Research
Rutgers undergraduates to showcase wide range of research at fourth annual Aresty Symposium
History major Allison Cronk becomes an authority on early 20th-century prostitutes
“I always get some weird looks when I talk about my project,” senior Allison Cronk said about the research she did for the Henry Rutgers Scholars and History Honors programs, with assistance from the Aresty Research Center for Undergraduates. A possible reason for this is that Cronk conversationally describes Maria Blum, a German immigrant to Ellis Island who died a century ago, as “my prostitute.” Or it could be the title of her work, “White Slavery: Exploitation or Myth? A New Narrative of European Immigrant Prostitutes in Early Twentieth Century New York City,” that turns heads.
During the
Progressive Era from 1890 to 1920, social reformers believed that white
prostitutes could not have chosen their profession; they must have been forced
into the business by “white slave” traders. Cronk, a history major from Roselle, New
Jersey, began to question that premise when she took
an American studies course on the culture of the 1920s. As a summer intern in
the Ellis Island Oral History Project, she devised a way to test it.
Cronk discovered that many white European women were deported under the 1907 Immigration Act, an anti-white slavery law. She applied for and received funding from the Aresty Research Center for Undergraduates and the Henry Rutgers Scholars Program to travel to the U.S. National Archives and Records Administration in Washington, D.C., and examine the deportation hearing records of 27 prostitutes deported between 1907 and 1910.

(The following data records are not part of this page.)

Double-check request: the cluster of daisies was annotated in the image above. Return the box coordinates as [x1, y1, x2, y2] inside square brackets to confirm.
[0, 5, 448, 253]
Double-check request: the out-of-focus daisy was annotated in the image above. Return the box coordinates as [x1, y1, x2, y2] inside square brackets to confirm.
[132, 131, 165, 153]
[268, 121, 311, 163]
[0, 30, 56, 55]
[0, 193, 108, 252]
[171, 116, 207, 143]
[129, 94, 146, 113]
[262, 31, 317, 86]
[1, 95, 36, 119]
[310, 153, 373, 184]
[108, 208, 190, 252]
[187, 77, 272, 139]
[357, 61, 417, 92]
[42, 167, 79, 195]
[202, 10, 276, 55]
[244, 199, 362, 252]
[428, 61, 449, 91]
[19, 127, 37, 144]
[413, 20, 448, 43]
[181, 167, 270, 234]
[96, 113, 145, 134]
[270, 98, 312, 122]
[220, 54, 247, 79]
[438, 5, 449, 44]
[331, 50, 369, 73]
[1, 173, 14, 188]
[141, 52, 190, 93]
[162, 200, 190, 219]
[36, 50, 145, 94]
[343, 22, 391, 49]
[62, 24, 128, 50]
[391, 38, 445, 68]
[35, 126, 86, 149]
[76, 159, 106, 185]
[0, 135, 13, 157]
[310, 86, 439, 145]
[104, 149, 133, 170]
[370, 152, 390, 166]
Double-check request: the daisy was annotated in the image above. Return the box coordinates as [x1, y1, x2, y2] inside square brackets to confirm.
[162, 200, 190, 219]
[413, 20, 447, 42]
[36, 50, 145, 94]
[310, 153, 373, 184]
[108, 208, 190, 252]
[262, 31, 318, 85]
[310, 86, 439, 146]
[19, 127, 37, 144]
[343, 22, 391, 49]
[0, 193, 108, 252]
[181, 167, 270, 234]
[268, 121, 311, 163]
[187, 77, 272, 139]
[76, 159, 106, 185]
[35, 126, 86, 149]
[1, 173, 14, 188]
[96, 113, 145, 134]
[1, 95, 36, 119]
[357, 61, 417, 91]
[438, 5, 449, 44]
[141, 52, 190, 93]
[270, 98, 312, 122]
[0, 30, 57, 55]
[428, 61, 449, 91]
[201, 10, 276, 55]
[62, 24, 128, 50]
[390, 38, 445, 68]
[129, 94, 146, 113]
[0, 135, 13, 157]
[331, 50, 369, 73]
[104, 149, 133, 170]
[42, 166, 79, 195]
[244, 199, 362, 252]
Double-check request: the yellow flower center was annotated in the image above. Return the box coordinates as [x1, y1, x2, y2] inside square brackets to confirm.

The hearing records confirmed her hypothesis: The vast majority of European prostitutes were not victims of organized white slavery. Like most immigrants during the same period, they came to the United States of their own free will, as part of a massive migration of poor and middle-class Europeans, to earn a living. Using Maria Blum’s story as a narrative anchor, Cronk paints a picture of these women as strong, capable, proactive, and in control of their economic destiny. “These women really did want to be here,” Cronk said. “They are being labeled as victims, but they actually wanted to be part of the transnational labor movement.”
Cronk met weekly this semester with history Professor Virginia Yans, her faculty adviser on the project. “She has really pushed me so hard to write a really good paper – Ph.D.-level research,” said Cronk, who will begin this summer working toward her master’s degree at the Graduate School of Education. “She seems to think I can really do it.”